21 / 07 / 2020
This case study forms part of a series published as part of this Neighbourhood Integration Project.
In 2014, 13 multidisciplinary neighbourhood teams were created across Leeds with the aim of developing closer working between adult health and social care services across the city.
The organisations involved in this included the local authority, Leeds City Council, the community, mental health and acute trusts (Leeds Community Healthcare NHS Trust, Leeds Teaching Hospitals NHS Foundation Trust and Leeds and York Partnership NHS Foundation Trust), NHS Leeds Clinical Commissioning Group, Leeds GP Confederation as well as local universities, charity and third sector organisations including Healthwatch Leeds.

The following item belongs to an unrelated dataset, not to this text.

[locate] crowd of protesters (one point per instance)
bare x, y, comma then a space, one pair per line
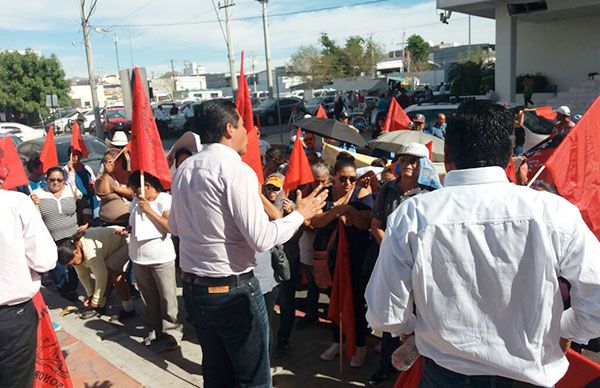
414, 248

One of the key catalysts for the programme was hearing about how neighbourhood integration had been successfully implemented elsewhere.
In 2011, Sir John Oldham visited Leeds to speak about work he had developed around long term conditions and neighbourhood teams. This had a huge impact on the whole system, from the council to community and acute services, and led to a desire for services to work better together.
- All organisations involved in transformation need to develop and commit to a shared vision and shared principles to deliver more integrated care.
- Joint working across organisations needs to be made real by bringing teams together wherever possible. Being located in the same building can be hugely valuable in fostering collaborative working and can help staff develop their knowledge and skills.
- Partnering with organisations outside of the health and care sector, including housing, employment and the third sector and community groups, can make sure that the wider determinants of health and wellbeing are integral to the support people are offered.